McDermott had Cliff Chadderton of the War Amps, who died in honourable old age in 2013, read the legendary words in a flat steady tone, almost relentless like an advancing tank, and it was just great.
It is a poem where the poppies and the words are the stars, not the speaker, even one like Chadderton  who left the prairies to leave part of a right leg behind in Holland.
 I have written about the jerks who trash the red poppy, like a Canadian senator, or steal the Legion's collection box, which should be a hanging offence.
There even have been people who have criticized me anchoring my poppy with a Canadian flag pin, because I tired of having them fall off.
I don't mind, just as long as everyone wears one to mark the incredible sacrifices made by so many.
If only I could keep them growing in the garden, not that I really need them because they carpet my memory as far as the eye can see when I think of war and how fortunate I was that I didn't have to fight.
I thought I would as the Korean "action" flared when I was in high school. So I joined the RCAF reserve. It was a great experience.

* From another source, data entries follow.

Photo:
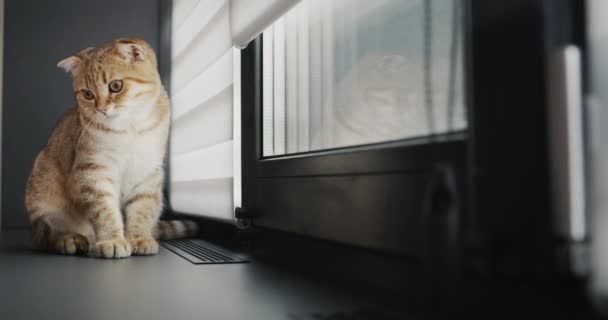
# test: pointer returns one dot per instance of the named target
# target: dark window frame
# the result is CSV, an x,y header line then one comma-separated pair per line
x,y
301,193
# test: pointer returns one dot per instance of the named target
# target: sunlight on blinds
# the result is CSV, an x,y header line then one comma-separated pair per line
x,y
202,146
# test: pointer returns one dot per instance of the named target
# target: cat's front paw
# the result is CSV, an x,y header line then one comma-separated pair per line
x,y
113,249
144,246
70,244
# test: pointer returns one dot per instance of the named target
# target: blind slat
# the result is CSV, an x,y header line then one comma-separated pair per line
x,y
216,79
206,48
208,124
214,162
197,20
209,198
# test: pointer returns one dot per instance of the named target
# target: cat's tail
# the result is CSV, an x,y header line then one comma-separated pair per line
x,y
175,229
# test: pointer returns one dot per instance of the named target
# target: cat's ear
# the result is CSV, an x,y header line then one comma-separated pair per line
x,y
131,51
70,64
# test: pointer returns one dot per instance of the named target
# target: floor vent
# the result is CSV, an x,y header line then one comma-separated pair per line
x,y
202,252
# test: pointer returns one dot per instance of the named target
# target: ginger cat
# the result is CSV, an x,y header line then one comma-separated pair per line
x,y
96,187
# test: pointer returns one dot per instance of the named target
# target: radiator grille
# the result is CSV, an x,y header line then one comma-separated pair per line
x,y
202,252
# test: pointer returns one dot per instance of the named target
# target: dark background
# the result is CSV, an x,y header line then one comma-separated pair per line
x,y
37,35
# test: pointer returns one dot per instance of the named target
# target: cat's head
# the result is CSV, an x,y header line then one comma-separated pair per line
x,y
117,80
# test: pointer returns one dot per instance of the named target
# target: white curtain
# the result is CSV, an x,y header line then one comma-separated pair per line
x,y
205,93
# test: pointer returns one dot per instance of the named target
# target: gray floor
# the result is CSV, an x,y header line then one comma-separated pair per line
x,y
35,285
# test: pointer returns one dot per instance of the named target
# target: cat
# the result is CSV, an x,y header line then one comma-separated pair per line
x,y
96,187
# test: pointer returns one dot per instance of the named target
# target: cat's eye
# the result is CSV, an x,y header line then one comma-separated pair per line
x,y
115,86
88,94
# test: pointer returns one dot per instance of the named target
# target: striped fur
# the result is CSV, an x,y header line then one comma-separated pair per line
x,y
96,187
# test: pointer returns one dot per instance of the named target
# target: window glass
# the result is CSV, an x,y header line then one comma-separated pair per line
x,y
350,72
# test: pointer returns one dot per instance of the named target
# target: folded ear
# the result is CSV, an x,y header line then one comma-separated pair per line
x,y
70,64
131,51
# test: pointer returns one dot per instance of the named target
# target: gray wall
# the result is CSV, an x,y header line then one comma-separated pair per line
x,y
36,93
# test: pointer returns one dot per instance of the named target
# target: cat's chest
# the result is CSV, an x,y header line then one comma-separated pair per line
x,y
143,155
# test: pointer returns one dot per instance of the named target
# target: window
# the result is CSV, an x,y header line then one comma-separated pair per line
x,y
353,114
351,72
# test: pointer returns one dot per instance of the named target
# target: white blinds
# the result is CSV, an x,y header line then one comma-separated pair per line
x,y
205,92
251,17
202,155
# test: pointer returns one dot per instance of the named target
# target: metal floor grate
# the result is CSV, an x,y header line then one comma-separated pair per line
x,y
202,252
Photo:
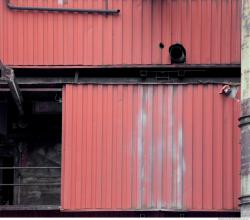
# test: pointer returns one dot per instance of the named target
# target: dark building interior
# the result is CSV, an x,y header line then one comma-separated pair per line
x,y
30,149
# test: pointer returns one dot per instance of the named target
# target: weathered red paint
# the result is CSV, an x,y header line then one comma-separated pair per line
x,y
209,30
145,147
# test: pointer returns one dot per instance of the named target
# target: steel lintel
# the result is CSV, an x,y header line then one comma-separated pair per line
x,y
105,11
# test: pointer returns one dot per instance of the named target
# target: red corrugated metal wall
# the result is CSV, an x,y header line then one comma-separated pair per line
x,y
144,147
209,29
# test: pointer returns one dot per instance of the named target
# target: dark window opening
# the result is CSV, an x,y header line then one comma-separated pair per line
x,y
6,177
30,151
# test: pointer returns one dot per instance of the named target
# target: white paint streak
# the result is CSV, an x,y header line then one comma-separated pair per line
x,y
179,168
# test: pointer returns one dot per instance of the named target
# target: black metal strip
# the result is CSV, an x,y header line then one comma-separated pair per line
x,y
70,10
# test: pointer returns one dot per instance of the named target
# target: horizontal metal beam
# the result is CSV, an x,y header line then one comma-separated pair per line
x,y
128,66
69,10
30,184
26,168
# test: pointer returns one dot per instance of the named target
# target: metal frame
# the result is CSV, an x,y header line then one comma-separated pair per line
x,y
7,75
105,11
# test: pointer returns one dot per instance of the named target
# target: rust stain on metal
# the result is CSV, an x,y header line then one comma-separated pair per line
x,y
147,147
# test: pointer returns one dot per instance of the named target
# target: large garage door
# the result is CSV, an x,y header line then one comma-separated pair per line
x,y
148,147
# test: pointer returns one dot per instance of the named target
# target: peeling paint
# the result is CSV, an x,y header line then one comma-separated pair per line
x,y
163,151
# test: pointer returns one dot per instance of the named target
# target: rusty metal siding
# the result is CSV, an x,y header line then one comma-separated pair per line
x,y
209,29
144,147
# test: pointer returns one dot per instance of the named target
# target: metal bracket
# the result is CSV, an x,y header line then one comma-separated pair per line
x,y
7,74
105,11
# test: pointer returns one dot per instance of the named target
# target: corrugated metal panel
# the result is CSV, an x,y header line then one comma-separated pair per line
x,y
209,29
142,147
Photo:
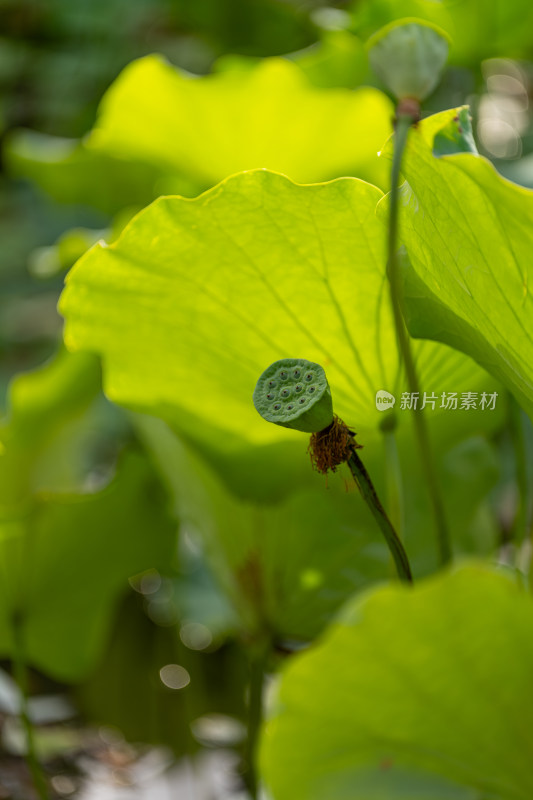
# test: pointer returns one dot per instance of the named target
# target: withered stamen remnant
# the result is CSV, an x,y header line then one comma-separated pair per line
x,y
332,446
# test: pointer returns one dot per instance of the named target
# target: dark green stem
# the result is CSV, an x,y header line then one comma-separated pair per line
x,y
21,676
393,475
521,524
403,126
255,718
366,487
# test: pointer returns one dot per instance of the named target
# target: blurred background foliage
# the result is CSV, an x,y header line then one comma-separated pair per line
x,y
131,597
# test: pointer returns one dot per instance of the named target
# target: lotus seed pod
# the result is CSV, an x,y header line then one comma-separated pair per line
x,y
408,56
294,393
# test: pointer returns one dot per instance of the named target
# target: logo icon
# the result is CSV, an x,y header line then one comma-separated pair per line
x,y
384,400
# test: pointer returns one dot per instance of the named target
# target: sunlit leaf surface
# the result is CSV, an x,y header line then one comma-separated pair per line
x,y
415,693
469,235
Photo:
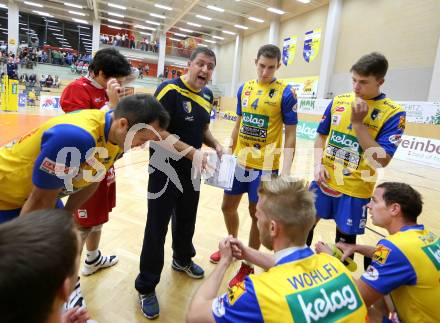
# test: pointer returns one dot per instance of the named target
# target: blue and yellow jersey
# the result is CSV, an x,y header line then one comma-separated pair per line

Years later, in those periods of journalism when it was not much fun, I wondered what it would be like to go back as an air traffic controller, but then some story would grab me.
The air force experience made me think a compulsory military year would be good for everyone, providing there were no new military cemeteries.
I have several medals now which I never wear because the ones that come from battle and military service so outrank them.
But a poppy always blooms on my chest...and in my memory, along with a line from Tennyson about "the blood-red blossom of war with a heart of fire," and, of course the words from the doctor who didn't grow deaf when he heard the brazen throat of battle.